Increased Condylar Separation

When a properly-fitted and balanced custom-made mouthguard is in place there is a forward/ downward movement of the jaw, thus opening the space between the glenoid fossa and the condylar head. This may reduce the opportunity for the condylar head to directly impact the glenoid fossa after an upward blow to the jaw, thus reducing the impact and acceleration forces to the entire temporal region. Again, while it might be advantageous to significantly open this space for protection, an excessive thickness of material on the biting surface might compromise both comfort and performance.

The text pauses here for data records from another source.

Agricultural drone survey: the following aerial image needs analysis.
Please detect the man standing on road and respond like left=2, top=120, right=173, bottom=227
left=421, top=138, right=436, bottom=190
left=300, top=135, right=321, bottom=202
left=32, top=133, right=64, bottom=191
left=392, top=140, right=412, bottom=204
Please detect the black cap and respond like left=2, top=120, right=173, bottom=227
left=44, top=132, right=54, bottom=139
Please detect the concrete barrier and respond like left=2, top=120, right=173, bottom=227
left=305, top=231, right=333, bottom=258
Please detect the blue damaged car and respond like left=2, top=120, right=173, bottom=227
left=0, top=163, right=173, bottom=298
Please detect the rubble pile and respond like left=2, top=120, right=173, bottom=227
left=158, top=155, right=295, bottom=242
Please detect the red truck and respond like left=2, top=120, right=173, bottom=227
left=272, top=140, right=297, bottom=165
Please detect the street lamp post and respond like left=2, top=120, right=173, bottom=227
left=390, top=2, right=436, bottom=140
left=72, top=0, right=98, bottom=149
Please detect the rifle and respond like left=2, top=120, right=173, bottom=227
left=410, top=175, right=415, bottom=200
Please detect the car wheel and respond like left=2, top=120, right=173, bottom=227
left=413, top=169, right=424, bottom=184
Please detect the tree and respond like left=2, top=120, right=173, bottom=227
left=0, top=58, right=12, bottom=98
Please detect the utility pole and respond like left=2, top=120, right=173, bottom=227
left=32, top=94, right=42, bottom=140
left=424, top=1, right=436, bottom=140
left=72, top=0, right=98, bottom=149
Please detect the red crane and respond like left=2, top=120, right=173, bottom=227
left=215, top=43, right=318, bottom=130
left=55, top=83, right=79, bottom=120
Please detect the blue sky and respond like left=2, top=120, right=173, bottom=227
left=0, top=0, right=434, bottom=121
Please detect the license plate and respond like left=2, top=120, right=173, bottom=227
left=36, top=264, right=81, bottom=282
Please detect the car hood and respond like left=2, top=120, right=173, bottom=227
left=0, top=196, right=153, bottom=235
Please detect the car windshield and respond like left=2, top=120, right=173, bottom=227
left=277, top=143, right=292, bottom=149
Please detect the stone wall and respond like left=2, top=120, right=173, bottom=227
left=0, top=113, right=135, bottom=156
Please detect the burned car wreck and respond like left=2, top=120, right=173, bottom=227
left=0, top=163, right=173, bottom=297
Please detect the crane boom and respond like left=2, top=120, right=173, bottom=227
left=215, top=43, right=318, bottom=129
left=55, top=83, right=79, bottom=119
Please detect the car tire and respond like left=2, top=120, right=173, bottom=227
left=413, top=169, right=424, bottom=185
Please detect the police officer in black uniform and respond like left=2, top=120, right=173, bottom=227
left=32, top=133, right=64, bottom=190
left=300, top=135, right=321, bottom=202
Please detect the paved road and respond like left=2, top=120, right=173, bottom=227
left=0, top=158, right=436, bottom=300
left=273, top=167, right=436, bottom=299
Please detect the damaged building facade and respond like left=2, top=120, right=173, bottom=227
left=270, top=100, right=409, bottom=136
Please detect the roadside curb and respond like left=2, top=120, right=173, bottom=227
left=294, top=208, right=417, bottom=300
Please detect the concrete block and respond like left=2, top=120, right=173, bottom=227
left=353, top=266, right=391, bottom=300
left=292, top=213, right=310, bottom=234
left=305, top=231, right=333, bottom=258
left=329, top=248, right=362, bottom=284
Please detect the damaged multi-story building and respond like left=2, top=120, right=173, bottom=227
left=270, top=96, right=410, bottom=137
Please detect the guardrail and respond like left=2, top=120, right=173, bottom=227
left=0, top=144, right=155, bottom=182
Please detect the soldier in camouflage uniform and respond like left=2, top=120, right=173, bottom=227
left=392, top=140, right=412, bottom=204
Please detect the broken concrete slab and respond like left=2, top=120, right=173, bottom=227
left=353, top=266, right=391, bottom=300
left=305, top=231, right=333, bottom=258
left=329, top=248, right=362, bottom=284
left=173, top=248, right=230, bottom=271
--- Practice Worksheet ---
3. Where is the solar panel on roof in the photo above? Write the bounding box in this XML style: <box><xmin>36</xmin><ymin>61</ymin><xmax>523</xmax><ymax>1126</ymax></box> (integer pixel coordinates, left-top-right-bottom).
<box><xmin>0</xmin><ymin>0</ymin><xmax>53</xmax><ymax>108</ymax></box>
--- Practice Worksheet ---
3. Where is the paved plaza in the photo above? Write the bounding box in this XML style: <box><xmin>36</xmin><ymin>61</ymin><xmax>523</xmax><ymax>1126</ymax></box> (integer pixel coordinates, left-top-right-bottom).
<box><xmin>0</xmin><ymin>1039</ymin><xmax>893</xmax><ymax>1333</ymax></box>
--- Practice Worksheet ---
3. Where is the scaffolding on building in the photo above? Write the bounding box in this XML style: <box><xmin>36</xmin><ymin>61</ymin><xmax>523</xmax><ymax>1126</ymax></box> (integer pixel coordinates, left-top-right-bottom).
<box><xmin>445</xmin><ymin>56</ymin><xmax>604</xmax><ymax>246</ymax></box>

Increased head stabilization by activating and strengthening neck muscles

Dr. Karen Johnston, a prominent Canadian concussion researcher, noted that: “The force required to concuss a fixed head is almost twice that required to concuss a mobile head”. Further, there is some correlation between the degree of rotation that the head goes through on impact and the severity of the concussion that might result. By activating additional head and neck muscles at the time of impact this arc of rotation might be decreased, leading to less harmful movement of the brain inside the skull. Some researchers have begun to show that by being able to clench down harder on a mouthguard the activation of the head and neck muscles might serve to stabilize the head. Some have suggested further that this effect might be in place whether or not the athlete sees the impact coming.

The Bottom Line

As Dr. Paul McCrory once stated about the connection between mouthguards and concussions “Absence of proof is not proof of absence”. We should always remember that the primary role of mouthguards is the protection of the teeth and orofacial structures, and mouthguards should be primarily designed to accomplish this goal – with adequate protection in the areas most likely to be traumatized (maxillary incisor teeth). However, there are some basic design elements that can and should be included in any mouthguard that might enhance the potential concussion-prevention aspects of mouthguards. All mouthguards should have an adequate thickness and should cover as much of the occlusal surface as the athlete can tolerate. Mouthguards must have proper retention built into them to ensure that they stay in place at the moment of impact. Mouthguards should not be over trimmed in the posterior, which might actually force the condyles into the glenoid fossae. All mouthguards should be balanced occlusally to ensure an even distribution of force across the entire surface.